These comments, while few in number, encapsulate so many fallacies about taxes and economic growth that it's hard to know where to begin. Let's start with the comment that "we've got the lowest tax rates we've had since the 1950s."
We're not sure what he means by that. If he means taxes as a share of GDP, in 2010 it was about 15%. But during the 2000s, it's more like 17.6% — close to the long-term average of 18.5%.
Taxes as a share of GDP are low right now for one reason only: The economy has been decimated after the financial crisis and nearly three years of Obamanomics.
If Obama is talking about marginal tax rates, which economists believe are most important, then he's simply wrong. Marginal tax rates in the 1950s were much higher than they are today. For those at the top of the income distribution, the marginal rate for most of the 1950s was a deadening 91%. Today, it's about 40%.

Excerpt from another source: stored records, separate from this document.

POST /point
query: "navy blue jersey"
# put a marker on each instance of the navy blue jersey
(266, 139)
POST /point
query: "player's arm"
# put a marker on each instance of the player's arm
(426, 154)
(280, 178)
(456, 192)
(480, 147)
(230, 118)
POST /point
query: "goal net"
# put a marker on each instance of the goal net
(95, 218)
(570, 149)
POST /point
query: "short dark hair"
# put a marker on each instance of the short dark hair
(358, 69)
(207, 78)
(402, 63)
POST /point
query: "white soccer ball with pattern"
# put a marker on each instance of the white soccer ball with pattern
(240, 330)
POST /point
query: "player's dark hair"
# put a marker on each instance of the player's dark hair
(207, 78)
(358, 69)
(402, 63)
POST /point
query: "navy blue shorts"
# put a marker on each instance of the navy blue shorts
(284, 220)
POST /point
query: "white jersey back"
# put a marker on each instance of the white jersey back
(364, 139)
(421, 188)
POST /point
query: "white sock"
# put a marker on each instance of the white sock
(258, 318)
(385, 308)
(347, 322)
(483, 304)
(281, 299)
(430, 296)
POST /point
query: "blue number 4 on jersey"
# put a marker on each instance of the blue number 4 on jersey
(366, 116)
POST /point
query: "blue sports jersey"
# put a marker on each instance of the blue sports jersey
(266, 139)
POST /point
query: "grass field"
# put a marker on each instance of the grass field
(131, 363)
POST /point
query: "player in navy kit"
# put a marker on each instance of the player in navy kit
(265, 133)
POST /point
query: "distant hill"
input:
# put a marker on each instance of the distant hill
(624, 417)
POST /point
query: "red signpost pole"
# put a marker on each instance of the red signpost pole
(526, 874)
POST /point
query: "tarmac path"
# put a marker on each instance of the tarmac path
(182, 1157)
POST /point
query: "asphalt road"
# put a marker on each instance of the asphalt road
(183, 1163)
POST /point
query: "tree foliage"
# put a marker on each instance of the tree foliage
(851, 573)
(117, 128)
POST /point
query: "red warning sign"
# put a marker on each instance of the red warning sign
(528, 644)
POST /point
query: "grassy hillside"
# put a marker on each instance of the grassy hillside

Maybe that's why we had four recessions from 1949 through 1961. History is clear: The booms of the '60s, '80s, '90s and mid-2000s were all built on cuts in marginal rates. Obama's comments simply ignore history.
Then there's Obama's comment about the 1920s. Doesn't he know that the 1920s were one of the greatest decades for the U.S. economy in our history — a decade that began with massive cuts in spending, something Obama has refused to consider?
U.S. Treasury Secretary Andrew Mellon engineered major tax cuts in 1921, 1924 and 1926, slashing rates on the highest incomes from 73% in 1921 to 25% by 1929. It didn't "cost" the government a penny of revenue; in fact, the wealthiest Americans' share of total taxes rose from about a third to two-thirds over that time.